According to a draft of a recent Pentagon study, the ban on gays openly serving in the military can be lifted with minimal risk.
Two people who are familiar to the draft have relayed this info to the Washington Post. The official report is due to President Obama on December 1.
Along with 150,000 military spouses, 400,000 active-duty and reserve troops were surveyed this summer. They were asked questions about the effects of repealing “don’t ask, don’t tell.” Respondents submitted their answers anonymously through an online drop box.
The majority of the participants said that removing the ban wouldn’t have an overly negative effect:
More than 70 percent of respondents to a survey sent to active-duty and reserve troops over the summer said the effect of repealing the “don’t ask, don’t tell” policy would be positive, mixed or nonexistent, said two sources familiar with the document. The survey results led the report’s authors to conclude that objections to openly gay colleagues would drop once troops were able to live and serve alongside them.

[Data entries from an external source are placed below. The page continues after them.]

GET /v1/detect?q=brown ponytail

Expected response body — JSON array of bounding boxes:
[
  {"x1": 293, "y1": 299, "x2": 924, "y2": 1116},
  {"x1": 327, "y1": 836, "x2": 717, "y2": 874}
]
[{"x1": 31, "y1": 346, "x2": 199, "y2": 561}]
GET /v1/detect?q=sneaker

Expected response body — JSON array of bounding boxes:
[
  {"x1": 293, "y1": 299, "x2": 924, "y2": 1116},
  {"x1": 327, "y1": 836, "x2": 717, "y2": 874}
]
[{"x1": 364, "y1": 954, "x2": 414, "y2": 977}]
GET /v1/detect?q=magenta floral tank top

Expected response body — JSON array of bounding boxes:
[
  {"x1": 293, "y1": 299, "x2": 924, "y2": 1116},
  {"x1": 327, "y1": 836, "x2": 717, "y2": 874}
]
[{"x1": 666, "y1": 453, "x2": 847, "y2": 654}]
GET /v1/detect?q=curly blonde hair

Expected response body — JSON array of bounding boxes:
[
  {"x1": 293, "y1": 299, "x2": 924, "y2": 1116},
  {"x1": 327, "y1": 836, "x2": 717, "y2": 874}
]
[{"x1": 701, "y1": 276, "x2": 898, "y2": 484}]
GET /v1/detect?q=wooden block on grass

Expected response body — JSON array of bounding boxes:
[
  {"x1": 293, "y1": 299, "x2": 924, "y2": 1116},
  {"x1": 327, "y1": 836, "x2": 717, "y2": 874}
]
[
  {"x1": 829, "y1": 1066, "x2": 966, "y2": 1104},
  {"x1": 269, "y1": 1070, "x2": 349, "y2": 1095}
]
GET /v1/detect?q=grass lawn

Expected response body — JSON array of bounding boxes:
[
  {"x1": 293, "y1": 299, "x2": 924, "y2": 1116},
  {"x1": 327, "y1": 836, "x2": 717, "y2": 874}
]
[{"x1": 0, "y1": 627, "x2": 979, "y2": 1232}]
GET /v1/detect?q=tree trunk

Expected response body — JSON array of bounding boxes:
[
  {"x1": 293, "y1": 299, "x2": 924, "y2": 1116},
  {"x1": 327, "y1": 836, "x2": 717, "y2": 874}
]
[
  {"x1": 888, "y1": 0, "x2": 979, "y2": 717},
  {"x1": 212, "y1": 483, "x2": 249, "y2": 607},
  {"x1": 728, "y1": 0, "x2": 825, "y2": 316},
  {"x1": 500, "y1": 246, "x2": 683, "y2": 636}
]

However, there was still some opposition within the survey. About 40 percent of the Marines Corps is concerned with the ban being repealed. General James Amos, the Marine Corps commandant, voiced these concerns:
There is nothing more intimate than young men and young women—and when you talk of infantry, we’re talking about our young men—lying out, sleeping alongside of one another and sharing death, fear and loss of brothers. I don’t know what the effect of that will be on cohesion. I mean, that’s what we’re looking at. It’s unit cohesion. It’s combat effectiveness.
The 370-page report also offers a plan on how to repeal the ban whenever a decision is made.

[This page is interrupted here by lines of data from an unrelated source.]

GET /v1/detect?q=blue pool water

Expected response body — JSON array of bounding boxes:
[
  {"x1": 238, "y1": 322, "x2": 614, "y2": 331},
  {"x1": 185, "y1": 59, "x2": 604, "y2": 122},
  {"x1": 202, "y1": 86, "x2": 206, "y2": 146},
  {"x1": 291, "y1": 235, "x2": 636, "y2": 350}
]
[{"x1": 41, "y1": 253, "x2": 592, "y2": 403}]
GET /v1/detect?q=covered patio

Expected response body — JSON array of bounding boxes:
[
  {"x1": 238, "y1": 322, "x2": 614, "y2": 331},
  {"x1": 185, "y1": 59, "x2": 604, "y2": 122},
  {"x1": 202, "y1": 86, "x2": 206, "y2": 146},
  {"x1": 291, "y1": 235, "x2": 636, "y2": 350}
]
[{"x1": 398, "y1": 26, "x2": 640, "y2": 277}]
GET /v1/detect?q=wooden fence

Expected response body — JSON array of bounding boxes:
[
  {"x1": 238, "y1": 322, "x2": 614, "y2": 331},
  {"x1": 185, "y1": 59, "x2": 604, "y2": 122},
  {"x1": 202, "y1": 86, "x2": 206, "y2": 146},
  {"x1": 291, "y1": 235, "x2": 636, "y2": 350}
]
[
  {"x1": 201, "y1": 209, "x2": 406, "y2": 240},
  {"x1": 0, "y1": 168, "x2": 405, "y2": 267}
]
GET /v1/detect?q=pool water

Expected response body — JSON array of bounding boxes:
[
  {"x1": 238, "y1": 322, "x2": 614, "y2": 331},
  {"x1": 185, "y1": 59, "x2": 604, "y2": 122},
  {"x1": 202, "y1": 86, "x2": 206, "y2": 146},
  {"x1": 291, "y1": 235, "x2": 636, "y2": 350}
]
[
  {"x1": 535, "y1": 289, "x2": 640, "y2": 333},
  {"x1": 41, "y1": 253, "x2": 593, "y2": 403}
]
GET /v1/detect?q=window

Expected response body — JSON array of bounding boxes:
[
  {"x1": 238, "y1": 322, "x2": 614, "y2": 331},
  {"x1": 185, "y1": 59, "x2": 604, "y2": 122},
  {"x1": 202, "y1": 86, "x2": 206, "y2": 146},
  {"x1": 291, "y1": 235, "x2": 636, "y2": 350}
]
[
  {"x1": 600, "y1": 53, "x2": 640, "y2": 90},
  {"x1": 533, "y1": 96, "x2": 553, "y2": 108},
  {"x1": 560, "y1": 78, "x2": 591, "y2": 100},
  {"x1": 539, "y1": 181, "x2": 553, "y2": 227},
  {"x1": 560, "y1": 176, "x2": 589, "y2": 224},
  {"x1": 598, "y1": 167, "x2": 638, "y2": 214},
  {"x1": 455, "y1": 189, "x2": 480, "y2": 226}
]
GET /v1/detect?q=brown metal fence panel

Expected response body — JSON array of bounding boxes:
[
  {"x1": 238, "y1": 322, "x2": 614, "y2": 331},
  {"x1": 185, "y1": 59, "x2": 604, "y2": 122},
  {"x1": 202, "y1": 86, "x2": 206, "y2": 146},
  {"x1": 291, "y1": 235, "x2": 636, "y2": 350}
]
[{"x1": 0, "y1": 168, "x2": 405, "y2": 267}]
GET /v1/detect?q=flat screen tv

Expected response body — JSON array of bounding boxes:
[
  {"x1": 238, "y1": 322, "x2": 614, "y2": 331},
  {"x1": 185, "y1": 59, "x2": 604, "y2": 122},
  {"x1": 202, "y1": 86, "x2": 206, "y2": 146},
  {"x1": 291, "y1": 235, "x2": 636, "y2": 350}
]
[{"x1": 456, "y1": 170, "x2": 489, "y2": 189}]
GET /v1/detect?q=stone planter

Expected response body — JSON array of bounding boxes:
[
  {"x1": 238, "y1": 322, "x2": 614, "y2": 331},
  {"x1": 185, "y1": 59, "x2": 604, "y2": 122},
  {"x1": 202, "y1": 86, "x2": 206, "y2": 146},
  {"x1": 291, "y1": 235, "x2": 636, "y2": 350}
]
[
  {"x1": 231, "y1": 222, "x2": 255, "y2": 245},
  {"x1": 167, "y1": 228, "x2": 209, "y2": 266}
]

While the report won’t not be enough to sway the most out-spoken supporters of “don’t ask, don’t tell,” there’s a chance it’ll influence enough officials to finally have the ban repealed. As Kevin Drum of Mother Jones said:
That seems pretty manageable. I don’t expect the reactionary right to change its tune on this regardless of the evidence, but this report might still be enough to break loose a few Republican votes for repeal of DADT in the lame duck session.
The evangelical right is threatened by the repeal of DADT. Gays who serve openly in the military undermine their anti-gay domestic social agenda. It becomes difficult to deny rights (like marriage) to a homosexual who has, as one popular “status” on Facebook said this past Veterans Day, “at one point in their life, wrote a blank check payable to the United States of America for an amount up to, and including, their life.” The open service of homosexuals in the military makes the denial of their rights as American citizens even more untenable.
Hmm…I’ve heard that most marines who DO swish are, eh…bottoms. The straight guys should have NOTHING to worry about.